Re: Behavior of pinned perf event array

Andrii Nakryiko <andrii.nakryiko@xxxxxxxxx> · Thu, 24 Sep 2020 13:14:10 -0700

On Thu, Sep 24, 2020 at 1:43 AM Daniel Borkmann <daniel@xxxxxxxxxxxxx> wrote:
>
> On 9/23/20 6:21 PM, Song Liu wrote:
> >> On Sep 14, 2020, at 3:59 PM, Andrii Nakryiko <andrii.nakryiko@xxxxxxxxx> wrote:
> >> On Fri, Sep 11, 2020 at 1:36 PM Song Liu <songliubraving@xxxxxx> wrote:
> [...]
> >> Daniel, are you aware of any use cases that do rely on such a behavior
> >> of PERV_EVENT_ARRAY?
> >>
> >> For me this auto-removal of elements on closing *one of a few*
> >> PERF_EVENT_ARRAY FDs (original one, but still just one of a few active
> >> ones) was extremely surprising. It doesn't follow what we do for any
> >> other BPF map, as far as I can tell.

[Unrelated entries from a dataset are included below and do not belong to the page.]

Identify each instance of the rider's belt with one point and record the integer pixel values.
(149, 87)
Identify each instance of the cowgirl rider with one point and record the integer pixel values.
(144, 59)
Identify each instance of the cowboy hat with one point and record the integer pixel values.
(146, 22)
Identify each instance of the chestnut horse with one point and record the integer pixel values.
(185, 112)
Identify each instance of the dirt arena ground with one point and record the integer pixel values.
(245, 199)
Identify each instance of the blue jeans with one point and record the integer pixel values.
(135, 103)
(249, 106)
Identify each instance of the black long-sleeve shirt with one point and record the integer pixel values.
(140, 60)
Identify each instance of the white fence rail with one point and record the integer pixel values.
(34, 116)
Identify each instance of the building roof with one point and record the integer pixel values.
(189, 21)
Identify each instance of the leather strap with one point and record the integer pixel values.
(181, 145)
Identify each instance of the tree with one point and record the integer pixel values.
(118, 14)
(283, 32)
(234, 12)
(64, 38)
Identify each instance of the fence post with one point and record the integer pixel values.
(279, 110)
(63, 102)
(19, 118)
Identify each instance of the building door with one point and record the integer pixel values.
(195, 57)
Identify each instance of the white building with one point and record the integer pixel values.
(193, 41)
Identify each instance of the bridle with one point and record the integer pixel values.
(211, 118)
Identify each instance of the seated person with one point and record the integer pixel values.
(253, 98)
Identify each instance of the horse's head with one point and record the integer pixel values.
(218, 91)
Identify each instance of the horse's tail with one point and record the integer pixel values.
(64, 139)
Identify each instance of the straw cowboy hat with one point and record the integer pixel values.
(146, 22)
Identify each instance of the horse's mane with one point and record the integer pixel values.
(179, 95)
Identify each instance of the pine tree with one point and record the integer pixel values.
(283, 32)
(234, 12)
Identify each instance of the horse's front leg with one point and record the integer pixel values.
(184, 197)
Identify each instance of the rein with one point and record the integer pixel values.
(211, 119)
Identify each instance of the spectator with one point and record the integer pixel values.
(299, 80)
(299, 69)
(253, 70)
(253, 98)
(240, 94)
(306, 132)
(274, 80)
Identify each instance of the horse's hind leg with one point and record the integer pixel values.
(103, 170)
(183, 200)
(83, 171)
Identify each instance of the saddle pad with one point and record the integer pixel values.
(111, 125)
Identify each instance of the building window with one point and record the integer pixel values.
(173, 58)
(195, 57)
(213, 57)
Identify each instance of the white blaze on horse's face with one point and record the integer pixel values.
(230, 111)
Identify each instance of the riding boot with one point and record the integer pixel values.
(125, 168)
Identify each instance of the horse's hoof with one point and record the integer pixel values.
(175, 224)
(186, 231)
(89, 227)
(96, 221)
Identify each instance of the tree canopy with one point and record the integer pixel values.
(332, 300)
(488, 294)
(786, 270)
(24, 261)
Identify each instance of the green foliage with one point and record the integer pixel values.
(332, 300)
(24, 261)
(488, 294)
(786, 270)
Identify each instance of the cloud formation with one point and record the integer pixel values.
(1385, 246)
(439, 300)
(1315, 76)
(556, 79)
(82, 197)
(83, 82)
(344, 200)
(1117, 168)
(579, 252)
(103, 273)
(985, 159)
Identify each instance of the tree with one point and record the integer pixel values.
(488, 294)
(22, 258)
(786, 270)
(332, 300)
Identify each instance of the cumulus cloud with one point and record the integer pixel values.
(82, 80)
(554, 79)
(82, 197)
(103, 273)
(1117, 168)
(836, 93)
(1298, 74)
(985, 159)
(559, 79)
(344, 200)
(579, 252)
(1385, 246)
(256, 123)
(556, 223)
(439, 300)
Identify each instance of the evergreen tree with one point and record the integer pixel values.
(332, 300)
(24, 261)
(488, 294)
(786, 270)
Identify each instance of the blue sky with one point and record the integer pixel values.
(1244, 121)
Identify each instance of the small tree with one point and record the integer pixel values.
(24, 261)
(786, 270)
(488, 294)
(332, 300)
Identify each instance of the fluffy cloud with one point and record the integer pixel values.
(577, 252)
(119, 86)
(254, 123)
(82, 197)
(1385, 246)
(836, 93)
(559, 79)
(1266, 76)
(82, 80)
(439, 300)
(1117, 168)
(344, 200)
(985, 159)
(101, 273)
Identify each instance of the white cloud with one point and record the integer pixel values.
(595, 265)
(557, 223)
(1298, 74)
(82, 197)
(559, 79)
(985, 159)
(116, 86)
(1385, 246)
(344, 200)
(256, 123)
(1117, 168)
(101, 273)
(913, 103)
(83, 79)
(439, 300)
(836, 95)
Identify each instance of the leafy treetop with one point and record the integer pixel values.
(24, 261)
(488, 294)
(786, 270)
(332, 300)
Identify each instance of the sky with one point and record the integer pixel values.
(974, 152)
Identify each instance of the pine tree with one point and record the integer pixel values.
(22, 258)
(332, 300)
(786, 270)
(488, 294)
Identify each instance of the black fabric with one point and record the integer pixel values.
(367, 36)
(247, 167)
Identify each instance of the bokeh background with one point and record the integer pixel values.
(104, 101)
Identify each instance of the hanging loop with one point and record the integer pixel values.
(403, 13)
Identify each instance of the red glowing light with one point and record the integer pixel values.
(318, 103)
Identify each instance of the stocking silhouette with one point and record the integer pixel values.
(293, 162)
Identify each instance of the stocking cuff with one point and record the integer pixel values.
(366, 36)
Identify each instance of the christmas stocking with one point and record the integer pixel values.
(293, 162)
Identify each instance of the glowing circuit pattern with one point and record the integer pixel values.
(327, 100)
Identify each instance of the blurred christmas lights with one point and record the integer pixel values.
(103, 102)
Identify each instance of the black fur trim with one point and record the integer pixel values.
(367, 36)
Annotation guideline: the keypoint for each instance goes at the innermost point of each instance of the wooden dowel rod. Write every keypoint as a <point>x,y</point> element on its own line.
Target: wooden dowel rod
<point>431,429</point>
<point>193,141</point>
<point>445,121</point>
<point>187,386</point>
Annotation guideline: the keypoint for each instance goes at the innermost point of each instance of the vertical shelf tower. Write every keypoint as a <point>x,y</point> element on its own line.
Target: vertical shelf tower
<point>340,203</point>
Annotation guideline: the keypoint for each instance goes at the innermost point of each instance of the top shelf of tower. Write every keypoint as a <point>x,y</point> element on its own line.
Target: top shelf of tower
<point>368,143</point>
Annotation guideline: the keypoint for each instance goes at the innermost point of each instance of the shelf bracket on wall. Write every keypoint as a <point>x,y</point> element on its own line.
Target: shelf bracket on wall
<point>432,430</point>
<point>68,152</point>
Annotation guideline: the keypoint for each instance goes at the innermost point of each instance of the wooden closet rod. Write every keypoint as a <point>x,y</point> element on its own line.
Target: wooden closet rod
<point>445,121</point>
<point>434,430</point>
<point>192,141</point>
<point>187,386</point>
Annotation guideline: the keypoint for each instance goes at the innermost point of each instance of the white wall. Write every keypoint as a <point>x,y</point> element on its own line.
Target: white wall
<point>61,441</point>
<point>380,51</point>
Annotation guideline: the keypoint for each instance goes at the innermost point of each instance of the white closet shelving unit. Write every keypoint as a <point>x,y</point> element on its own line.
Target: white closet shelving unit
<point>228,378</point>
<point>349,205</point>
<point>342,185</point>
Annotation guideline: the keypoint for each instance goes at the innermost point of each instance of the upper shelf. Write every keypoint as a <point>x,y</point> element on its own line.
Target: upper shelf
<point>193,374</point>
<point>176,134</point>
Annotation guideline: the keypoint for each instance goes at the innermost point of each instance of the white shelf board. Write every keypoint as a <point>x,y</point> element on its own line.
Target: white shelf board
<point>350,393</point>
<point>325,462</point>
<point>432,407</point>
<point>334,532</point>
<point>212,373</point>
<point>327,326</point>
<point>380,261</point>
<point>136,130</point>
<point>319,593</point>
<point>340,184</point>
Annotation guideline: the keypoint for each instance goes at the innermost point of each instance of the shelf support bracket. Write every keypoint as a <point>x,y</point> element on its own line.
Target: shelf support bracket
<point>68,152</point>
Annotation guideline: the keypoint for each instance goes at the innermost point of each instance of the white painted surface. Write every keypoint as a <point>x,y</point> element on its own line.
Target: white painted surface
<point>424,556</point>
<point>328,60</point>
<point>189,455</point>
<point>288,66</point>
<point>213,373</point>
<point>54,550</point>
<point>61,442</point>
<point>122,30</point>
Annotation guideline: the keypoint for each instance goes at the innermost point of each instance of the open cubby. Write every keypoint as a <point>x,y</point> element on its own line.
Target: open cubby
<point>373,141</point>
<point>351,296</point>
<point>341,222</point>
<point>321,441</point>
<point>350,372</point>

E.g., think about
> >> BPF_MAP_TYPE_PROG_ARRAY. If we pin it in BPF FS and close FD, it won't
> >> auto-remove all the tail call programs, right? There is exactly the
> >> same concern with not auto-releasing bpf_progs, just like with
> >> perf_event. But it's not accidental, if you are pinning a BPF map, you
> >> know what you are doing (at least we have to assume so :).
> >>
> >> So instead of adding an extra option, shouldn't we just fix this
> >> behavior instead and make it the same across all BPF maps that hold
> >> kernel resources?
> >
> > Could you please share your thoughts on this? I personally don't have
> > strong preference one way (add a flag) or the other (change the default
> > behavior). But I think we need to agree on the direction to go.
>
> My preference would be to have an opt-in flag, we do rely on the auto-removal
> of the perf event map entry on client close in Cilium at least, e.g. a monitor
> application can insert itself into the map to start receiving events from
> the BPF datapath, and upon exit (no matter whether graceful or not) we don't
> consume any more cycles in the data path than necessary for events, and
> from the __bpf_perf_event_output() we bail out right after checking the
> READ_ONCE(array->ptrs[index]) instead of pushing data that later on no-one
> picks up.

Well, then that's settled. We can't break existing use cases.